The monster storm hit the East Coast of the United States and its punch was merciless. I am always surprised how the Americans are able to come together when they feel being in harm's way.  There is something awesome in this almost spontaneous interplay of hearts and minds. The sleeping Giant comes to life and teaches the world at large how problems must be confronted, head to head. The situation is dire but there is no room for complaints, bitterness or self-pity.  On the contrary, the country looks  united in battle, generous in solidarity. The waves were not allowed to rule.

It is almost as if the elements decided to intervene so that the toxic political debate could be humiliated, or look ridiculous at least.  For a couple of days, the acrimony and the vulgar accusations are in retreat, leaving the political battlefield rot in the debris the hurricane left in its aftermath. One shouldn't be complacent or naive.  Neither should one fail to pay attention where credit is due. Suddenly the contenders for the presidency both look presidential indeed, maintaining their respective disagreements but not letting the former stand in the way of the American values which need to recover after this endless bickering and mutual loathing between opposing parties. No doubt the candidates will try to benefit from this mega-catastrophe and Obama might get some credit for a policy which is all about "being there," which stands in stark contrast with President Bush's "being absent " during Katrina.  Romney has made the smart move to let reason overcome passion.  President Obama and the formidable Republican governor of New Jersey were able to act as partners.  It remains to be seen if this "humane" transformation of words and deeds will persist. At least a moment of grace was created and it showed the world that the United States can apply its soft-power when needed. 
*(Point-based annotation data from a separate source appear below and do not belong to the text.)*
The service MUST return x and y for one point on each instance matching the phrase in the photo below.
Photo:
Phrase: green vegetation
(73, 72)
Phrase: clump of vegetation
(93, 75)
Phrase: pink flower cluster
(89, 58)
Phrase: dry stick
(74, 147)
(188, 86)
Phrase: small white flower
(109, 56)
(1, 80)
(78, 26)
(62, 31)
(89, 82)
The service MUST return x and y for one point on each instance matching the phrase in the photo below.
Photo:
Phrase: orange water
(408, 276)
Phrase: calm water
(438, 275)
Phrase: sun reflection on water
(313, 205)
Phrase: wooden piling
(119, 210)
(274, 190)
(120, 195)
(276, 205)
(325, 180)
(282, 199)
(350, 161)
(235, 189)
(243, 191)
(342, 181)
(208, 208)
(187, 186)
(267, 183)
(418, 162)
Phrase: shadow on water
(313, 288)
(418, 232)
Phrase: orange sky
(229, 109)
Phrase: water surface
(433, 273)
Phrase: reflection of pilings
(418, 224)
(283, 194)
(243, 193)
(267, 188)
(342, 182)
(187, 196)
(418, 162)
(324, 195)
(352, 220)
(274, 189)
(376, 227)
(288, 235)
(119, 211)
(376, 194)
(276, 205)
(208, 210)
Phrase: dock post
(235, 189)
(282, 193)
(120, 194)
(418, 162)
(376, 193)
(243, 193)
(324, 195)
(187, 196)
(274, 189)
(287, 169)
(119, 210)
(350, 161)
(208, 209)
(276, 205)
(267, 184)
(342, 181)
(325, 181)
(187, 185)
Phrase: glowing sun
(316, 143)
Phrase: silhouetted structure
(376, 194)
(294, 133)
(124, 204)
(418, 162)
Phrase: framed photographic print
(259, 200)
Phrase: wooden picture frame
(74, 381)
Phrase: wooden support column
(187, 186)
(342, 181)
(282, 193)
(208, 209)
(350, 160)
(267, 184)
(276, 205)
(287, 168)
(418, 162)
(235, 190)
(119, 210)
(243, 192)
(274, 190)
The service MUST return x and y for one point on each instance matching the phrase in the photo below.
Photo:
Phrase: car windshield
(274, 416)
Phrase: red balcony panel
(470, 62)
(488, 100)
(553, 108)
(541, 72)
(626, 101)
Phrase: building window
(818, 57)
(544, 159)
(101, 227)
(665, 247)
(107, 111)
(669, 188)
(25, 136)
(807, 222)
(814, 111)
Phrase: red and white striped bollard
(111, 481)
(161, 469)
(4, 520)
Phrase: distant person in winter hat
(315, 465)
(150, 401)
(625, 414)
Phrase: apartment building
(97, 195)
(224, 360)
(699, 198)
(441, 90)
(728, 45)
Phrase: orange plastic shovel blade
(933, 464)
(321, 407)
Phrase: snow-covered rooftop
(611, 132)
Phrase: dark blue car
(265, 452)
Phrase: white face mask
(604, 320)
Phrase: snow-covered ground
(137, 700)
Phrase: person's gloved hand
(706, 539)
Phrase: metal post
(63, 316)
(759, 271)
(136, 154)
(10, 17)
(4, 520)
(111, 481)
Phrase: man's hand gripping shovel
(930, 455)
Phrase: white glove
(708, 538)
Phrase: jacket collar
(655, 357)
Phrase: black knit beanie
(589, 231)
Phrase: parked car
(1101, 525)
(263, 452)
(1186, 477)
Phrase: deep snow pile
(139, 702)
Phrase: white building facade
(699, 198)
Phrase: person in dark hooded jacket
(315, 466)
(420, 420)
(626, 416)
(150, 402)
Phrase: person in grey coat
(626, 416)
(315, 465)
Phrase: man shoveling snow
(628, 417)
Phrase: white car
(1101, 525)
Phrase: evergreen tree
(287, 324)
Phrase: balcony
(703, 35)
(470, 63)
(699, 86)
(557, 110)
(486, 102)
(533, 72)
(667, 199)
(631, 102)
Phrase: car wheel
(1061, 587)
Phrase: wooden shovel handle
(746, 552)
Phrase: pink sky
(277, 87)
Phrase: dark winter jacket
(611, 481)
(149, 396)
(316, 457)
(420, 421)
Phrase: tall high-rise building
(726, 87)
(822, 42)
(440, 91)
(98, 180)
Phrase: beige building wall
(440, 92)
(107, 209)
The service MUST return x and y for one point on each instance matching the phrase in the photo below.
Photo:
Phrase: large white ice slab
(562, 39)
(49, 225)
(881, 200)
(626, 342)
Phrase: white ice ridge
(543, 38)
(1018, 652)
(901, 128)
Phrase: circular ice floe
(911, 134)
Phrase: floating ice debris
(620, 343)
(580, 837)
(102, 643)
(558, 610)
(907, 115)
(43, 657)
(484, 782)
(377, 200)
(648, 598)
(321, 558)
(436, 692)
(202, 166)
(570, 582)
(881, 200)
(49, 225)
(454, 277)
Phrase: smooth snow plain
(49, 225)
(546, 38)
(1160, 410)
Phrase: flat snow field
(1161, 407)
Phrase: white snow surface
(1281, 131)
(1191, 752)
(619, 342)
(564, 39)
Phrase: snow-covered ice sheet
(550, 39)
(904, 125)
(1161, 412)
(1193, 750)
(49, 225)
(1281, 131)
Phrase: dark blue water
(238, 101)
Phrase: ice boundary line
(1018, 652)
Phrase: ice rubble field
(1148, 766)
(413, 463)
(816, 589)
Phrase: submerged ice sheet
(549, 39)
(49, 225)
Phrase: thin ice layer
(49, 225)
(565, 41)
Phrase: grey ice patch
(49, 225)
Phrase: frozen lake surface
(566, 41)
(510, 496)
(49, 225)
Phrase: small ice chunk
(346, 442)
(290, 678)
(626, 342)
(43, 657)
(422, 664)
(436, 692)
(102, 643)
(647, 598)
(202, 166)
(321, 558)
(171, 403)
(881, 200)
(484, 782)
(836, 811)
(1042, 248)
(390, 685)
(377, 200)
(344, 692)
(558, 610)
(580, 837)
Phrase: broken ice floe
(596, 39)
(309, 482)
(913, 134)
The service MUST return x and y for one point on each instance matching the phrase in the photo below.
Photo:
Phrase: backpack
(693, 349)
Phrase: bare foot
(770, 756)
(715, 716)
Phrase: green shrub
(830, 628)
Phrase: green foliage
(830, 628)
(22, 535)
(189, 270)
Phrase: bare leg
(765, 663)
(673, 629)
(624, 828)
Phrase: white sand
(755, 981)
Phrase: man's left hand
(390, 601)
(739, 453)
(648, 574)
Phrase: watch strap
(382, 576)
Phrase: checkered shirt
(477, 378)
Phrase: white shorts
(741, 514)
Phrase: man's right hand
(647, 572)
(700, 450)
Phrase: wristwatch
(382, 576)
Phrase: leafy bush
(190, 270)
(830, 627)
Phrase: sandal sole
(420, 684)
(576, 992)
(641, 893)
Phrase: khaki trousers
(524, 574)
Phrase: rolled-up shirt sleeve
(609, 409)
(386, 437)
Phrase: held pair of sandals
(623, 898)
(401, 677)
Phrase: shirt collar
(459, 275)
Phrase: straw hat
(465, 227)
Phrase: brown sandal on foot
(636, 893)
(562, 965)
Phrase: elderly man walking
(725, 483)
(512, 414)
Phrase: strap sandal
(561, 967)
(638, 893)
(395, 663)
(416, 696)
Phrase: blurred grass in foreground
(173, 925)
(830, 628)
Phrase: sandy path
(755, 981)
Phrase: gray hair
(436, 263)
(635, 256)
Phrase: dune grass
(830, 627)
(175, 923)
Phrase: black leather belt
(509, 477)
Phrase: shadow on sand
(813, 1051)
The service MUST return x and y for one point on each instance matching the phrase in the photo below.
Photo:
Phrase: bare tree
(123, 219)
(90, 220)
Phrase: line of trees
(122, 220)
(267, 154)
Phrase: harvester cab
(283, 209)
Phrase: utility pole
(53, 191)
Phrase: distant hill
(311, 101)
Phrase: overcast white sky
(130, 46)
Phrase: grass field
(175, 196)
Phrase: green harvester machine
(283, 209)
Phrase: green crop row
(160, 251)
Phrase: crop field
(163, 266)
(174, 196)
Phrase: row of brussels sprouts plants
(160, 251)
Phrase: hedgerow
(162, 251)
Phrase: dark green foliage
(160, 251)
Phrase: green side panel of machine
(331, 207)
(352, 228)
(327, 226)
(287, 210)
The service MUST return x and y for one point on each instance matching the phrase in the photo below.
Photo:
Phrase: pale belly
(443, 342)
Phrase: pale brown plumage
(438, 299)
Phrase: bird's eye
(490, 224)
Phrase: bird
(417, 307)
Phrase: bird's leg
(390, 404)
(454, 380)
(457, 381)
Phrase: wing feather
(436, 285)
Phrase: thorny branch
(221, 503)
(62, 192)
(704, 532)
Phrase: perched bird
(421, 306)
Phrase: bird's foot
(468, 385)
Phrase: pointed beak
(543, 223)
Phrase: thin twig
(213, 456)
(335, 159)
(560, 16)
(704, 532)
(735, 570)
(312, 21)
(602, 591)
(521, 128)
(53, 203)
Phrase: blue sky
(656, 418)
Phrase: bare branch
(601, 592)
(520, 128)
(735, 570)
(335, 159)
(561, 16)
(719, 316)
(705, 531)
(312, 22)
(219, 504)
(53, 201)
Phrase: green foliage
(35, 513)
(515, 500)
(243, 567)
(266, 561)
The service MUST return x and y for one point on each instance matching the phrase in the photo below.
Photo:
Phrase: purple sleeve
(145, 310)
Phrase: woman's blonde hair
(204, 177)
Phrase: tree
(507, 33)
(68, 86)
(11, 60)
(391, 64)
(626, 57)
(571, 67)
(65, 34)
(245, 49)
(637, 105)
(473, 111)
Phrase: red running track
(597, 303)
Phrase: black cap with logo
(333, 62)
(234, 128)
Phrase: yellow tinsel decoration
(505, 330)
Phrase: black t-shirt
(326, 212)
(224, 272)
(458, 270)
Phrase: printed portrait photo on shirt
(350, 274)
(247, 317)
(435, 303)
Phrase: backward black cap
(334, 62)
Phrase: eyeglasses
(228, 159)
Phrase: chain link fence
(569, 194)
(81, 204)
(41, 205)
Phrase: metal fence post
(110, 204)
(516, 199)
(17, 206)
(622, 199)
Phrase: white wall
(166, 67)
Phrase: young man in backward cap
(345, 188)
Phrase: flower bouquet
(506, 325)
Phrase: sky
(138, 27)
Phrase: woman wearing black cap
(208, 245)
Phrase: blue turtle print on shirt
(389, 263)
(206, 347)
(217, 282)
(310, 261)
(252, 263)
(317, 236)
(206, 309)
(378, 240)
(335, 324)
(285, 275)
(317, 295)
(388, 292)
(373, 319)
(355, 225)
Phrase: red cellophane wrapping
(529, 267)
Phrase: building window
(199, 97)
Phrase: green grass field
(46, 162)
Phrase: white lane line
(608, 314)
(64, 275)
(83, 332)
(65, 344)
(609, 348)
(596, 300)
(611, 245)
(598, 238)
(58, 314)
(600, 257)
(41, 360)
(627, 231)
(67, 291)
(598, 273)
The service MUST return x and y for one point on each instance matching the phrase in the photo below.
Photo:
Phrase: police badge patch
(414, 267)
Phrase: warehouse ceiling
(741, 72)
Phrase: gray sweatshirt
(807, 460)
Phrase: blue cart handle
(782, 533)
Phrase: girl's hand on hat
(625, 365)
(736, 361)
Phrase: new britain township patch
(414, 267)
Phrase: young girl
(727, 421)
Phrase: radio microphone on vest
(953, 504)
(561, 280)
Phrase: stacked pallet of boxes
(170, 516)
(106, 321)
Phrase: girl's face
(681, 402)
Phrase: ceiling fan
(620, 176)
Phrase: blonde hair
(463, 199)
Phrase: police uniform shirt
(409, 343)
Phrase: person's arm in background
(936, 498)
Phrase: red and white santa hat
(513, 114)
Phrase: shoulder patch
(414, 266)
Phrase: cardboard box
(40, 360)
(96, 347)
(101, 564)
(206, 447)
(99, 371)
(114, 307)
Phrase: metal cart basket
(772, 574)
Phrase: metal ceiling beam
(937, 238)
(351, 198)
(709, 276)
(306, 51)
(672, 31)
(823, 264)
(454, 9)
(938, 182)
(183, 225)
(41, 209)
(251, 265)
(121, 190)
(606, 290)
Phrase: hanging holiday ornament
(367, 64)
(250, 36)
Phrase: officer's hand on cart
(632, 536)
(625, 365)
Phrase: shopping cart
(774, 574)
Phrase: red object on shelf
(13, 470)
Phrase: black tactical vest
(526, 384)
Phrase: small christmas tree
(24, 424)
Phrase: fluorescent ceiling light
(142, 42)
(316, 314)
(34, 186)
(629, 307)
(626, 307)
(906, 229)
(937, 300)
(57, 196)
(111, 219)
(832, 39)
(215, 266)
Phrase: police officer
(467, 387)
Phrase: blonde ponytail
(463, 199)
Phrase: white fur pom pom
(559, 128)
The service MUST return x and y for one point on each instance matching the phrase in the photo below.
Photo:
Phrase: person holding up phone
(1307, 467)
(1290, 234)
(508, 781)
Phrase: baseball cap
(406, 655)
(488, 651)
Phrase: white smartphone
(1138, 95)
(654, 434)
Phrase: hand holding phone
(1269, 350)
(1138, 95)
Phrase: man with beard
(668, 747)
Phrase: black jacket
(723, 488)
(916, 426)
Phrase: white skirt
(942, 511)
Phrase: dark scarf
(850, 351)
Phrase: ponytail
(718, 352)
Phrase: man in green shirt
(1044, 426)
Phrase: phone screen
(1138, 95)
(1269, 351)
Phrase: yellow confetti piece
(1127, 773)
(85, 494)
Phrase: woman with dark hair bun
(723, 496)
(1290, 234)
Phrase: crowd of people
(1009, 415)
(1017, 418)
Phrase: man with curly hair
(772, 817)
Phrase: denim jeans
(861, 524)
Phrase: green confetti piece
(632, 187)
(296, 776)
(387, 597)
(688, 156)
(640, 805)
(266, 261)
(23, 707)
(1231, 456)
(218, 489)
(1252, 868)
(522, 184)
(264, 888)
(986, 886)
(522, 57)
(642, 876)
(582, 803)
Some radicals on the right and the left will still try to see Machiavellian intentions in the actions and words of whoever gets involved in remedying this situation which will certainly have consequences in the long-term.  The socio-economic fall-out will be gigantic. Yet again the role of government will cast its shadow over the political debate. Those arguments belong to the "normal" ; other vicious personal and ideological attacks on all sides should be swept away together with the waters which encroached on Manhattan and New Jersey.

This should be a moment wherein healing and respect can recover the territory which was lost after the assault of Durer's apocalypse-like hordes of special interests, super PACs, religious zealots, racist agendas and antiquated social machinery. This meteorological nightmare might end up creating an opportunity to calm down and return to American values which after all have proven to be more resistant than what the undertakers of all sides had predicted. The next president will be a "changed" man.  America might have begun finding its way back to what it is. This "perfect storm" might as well have brought closure to the hellish decennial which was ignited in the burning torches of 9/11.